Exactly right. Traditionalist Catholics are a tiny minority, even within Catholicism. Now we know what kind of bigotry Dean Joseph Harroz and his institution support. I warn in The Benedict Option that this is the kind of thing that conservative Christians should prepare themselves for in the workplace. Most conservative Catholics aren’t traditionalists (who are on the margins of the Catholic world, and even disdained by Pope Francis), but if they think this bigotry isn’t coming for them, they’re deluded.
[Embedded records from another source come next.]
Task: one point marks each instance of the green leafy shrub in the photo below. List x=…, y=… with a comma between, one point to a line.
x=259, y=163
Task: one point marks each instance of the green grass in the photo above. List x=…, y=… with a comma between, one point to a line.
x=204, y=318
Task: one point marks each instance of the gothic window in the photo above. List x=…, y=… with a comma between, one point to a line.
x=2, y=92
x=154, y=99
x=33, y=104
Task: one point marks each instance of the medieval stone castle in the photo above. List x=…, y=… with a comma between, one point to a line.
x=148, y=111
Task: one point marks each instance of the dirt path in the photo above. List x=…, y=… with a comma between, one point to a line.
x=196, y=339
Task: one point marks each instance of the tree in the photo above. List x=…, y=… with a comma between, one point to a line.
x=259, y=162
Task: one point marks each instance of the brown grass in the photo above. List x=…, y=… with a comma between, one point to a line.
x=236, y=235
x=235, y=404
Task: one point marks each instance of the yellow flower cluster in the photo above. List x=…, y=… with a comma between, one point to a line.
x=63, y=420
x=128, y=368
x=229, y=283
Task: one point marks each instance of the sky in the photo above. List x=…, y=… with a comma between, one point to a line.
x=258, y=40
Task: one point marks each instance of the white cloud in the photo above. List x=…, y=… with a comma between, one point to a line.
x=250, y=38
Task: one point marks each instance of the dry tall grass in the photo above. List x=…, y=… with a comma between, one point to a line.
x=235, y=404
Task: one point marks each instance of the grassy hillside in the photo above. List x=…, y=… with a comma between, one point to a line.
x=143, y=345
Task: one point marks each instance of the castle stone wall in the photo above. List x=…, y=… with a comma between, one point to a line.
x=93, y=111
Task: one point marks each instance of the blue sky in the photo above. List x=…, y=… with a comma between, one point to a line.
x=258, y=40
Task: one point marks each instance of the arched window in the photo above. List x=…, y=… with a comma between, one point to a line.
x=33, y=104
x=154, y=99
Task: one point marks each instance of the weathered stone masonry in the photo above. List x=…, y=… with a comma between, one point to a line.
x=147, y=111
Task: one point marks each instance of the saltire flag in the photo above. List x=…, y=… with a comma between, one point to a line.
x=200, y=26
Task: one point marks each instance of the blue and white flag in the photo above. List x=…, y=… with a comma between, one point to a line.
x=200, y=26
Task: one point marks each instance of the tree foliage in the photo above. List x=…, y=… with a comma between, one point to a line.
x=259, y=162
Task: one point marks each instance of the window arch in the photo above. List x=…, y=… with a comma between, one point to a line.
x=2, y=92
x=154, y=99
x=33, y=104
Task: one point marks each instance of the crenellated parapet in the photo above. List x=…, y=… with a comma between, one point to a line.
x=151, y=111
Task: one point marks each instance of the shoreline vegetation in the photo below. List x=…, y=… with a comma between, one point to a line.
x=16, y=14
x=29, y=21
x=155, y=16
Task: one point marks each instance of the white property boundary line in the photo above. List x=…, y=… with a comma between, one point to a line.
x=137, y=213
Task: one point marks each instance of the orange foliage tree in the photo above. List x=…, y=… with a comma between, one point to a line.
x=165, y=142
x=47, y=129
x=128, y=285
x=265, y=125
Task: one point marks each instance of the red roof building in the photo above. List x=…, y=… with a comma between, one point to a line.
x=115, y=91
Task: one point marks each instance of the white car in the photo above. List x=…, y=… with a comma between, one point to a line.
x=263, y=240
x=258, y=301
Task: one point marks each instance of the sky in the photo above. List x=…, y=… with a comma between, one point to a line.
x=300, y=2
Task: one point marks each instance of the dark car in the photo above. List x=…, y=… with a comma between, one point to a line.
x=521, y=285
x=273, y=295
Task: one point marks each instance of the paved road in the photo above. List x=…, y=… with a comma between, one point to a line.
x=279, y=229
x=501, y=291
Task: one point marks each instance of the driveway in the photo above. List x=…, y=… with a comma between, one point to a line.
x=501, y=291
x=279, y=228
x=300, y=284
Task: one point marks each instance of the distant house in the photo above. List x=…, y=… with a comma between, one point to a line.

I repeat: Brian McCall was investigated by the university, and found never to have discriminated against or harassed women in his position as an administrator. But he is guilty of thoughtcrime. Should any Muslim or Orthodox Jewish law professor seek to work at OU Law, they had better keep their opinions about modest religious dress to themselves. Right?

Right?

Don’t forget these lines from the reader who sent me this story:

Like that student, I’m also a Democrat, I work in politics, and I’ve never hated my line of work more than I do right now because this nonsense infects everything.

These people, these haters, have no idea that McCall’s Catholic traditionalism led him to write this legal paper taking on Republican free-market dogma, arguing instead that corporations ought not to focus on maximizing shareholder value, but have a social responsibility to the common good. He didn’t write that in spite of being a Catholic traditionalist (as distinct from a Catholic conservative); he wrote that because that’s what Catholic traditionalists believe. 

None of that matters. The SPLC said he’s probably an anti-Semite, and he believes that women shouldn’t wear pants. But hey, Dean Joseph Harroz wants you to know that OU Law acts to assure that “all points of view will be heard in our classrooms and, ultimately, in our society.” The pathetic thing is that Dean Harroz probably believes that about himself and the institution he leads.

UPDATE: A Catholic reader points out in an e-mail that the publication McCall edits, Catholic Family News, has attacked me recently.

Doesn’t bother me. I can live with the fact that they are weirdos. Trad World is full of weirdos. It shouldn’t be a crime to think like a weirdo, as long as you treat everyone under your authority in the office with respect. McCall did that.